Die gute Zusammenarbeit mit chinesischen Ermittlern schätzen mittlerweile auch die Herzogenauracher Sportartikelhersteller Adidas und Puma. Beide haben aus Fehlern der Vergangenheit in China gelernt, beide haben inzwischen ausgefeilte Mechanismen zur Entsorgung von Abfallprodukten ihrer chinesischen Zulieferfabriken entwickelt. Doch mehr Namen werden bei der in Sachen Produktpiraterie klageführenden deutschen Industrie- und Handelskammer in Peking nicht genannt. Die Klagen könnten den Ruf der Unternehmen in China schädigen, heißt es zur Begründung. Gleichwohl ist der Lobbyismus der westlichen Handelskammern gepaart mit dem Drängen der Wirtschaftsverbände mitverantwortlich dafür, dass westliche Regierungen, darunter die deutsche, ihre Haltung gegenüber Peking verschärfen.

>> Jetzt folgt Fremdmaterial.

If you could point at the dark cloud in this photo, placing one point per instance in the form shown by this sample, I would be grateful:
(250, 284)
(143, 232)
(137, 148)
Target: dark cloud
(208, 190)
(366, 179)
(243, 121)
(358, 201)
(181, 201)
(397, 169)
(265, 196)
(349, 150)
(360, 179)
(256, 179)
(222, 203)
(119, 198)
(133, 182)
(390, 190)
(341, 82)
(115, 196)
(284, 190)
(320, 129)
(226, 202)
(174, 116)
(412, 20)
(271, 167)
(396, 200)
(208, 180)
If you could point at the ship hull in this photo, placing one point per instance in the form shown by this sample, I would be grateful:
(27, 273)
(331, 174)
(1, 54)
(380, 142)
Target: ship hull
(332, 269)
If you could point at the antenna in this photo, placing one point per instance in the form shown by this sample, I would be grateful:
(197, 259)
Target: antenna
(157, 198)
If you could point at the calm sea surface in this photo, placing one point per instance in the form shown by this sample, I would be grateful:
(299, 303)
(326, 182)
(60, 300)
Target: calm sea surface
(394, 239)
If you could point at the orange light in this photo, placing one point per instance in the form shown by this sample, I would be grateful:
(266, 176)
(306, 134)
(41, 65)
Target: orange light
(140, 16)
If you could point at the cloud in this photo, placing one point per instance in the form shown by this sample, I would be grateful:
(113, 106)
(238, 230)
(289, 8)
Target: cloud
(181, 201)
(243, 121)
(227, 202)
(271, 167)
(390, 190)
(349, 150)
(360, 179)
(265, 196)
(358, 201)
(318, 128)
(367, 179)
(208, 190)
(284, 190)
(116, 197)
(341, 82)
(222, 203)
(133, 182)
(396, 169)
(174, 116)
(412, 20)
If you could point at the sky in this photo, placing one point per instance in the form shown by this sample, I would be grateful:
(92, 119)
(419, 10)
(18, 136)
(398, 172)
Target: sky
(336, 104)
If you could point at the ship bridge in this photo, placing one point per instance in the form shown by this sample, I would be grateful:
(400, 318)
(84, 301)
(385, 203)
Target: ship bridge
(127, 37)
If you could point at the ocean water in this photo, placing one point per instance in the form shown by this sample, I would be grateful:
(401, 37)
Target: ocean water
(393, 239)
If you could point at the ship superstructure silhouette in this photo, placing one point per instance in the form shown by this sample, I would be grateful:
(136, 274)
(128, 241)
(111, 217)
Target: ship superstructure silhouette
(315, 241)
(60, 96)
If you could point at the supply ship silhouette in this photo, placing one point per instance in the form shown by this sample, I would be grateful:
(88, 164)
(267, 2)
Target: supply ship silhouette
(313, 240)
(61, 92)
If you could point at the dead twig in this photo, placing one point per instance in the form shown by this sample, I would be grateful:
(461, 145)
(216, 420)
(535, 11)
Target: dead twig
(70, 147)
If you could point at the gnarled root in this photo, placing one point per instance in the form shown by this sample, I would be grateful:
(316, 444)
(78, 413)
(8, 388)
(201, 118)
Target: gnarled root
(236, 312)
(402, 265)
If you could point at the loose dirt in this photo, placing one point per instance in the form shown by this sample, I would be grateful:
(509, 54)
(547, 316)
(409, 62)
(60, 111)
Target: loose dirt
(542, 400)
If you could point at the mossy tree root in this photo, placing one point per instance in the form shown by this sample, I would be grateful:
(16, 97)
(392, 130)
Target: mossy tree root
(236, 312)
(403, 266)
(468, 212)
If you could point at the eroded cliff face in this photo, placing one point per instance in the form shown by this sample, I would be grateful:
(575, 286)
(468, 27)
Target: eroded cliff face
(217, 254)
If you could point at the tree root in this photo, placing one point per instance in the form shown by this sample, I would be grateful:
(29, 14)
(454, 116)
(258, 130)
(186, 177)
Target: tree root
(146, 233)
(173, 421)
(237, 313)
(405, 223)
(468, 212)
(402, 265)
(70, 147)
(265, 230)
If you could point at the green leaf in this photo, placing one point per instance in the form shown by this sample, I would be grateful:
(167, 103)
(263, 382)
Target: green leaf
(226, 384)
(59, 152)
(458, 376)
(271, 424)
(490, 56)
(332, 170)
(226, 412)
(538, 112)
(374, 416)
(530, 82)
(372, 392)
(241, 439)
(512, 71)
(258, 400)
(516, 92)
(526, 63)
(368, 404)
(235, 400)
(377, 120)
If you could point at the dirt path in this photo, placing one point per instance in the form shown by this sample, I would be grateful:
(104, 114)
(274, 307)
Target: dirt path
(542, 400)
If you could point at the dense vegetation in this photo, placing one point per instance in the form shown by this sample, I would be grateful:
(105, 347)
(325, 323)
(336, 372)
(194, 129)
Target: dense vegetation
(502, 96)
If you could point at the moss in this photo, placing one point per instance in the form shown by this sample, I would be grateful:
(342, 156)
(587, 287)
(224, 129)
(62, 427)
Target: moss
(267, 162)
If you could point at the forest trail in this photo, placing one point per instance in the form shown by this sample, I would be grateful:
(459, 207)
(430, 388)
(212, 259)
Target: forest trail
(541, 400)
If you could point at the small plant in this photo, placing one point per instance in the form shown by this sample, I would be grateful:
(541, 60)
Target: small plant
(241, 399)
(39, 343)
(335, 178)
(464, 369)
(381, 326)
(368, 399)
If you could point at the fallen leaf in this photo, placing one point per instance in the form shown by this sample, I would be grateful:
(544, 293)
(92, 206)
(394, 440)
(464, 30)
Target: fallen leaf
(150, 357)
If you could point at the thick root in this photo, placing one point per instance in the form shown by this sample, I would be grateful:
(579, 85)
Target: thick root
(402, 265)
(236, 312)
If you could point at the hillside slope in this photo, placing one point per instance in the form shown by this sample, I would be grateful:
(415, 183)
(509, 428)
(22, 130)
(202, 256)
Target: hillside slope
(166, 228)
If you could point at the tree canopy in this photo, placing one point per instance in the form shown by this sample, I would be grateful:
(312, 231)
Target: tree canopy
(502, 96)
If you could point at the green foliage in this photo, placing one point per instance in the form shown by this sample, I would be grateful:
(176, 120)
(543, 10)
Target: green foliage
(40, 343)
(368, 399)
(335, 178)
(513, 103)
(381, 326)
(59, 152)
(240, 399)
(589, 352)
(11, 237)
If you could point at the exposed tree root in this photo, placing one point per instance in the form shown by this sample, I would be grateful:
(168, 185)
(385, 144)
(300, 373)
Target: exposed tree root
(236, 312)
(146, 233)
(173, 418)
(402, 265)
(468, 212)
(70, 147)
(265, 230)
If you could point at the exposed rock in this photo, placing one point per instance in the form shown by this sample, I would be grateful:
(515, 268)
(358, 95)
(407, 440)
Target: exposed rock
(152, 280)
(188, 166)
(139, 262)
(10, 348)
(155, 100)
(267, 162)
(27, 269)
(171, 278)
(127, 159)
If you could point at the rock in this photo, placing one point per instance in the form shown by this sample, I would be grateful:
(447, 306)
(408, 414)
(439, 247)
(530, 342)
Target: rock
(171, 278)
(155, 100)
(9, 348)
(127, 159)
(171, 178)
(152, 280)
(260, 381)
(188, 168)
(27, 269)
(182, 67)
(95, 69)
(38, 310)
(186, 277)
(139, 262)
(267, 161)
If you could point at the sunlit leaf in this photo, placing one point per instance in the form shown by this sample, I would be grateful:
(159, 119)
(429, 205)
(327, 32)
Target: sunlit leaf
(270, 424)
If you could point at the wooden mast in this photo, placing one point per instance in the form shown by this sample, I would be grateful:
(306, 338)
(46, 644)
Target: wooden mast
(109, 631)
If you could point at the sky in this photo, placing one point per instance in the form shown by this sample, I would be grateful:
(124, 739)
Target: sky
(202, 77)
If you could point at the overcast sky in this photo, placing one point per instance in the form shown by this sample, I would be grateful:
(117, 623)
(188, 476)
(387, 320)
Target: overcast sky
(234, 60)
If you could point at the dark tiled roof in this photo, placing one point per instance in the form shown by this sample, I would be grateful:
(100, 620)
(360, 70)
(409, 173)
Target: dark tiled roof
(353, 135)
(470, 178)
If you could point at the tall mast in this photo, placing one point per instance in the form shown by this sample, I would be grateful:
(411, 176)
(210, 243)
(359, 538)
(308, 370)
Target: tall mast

Nur wenige Unternehmer, wie der Siemens-Aufsichtsratsvorsitzende Heinrich von Pierer, halten dagegen: „Die Chinesen sind doch nicht nur mit Kopieren beschäftigt. Sie bilden jedes Jahr 400.000 Ingenieure aus, die Technologie erfinden und sie dann gegenüber anderen schützen wollen“, mahnt von Pierer. Er verweist auf das Verhalten großer chinesischer Firmen wie Lenovo, Haier oder Huawei, die heute selbst für mehr Patent- und Markenschutz in China eintreten. Dem stimmt auch US-Anwalt Lehman zu: „Chinas große Firmen treten inzwischen global auf und sind genauso auf den Schutz ihrer Marken und Patente angewiesen wie westliche Firmen. Das macht sie zu starken Verbündeten für mehr geistigen Eigentumsschutz“, glaubt Lehman.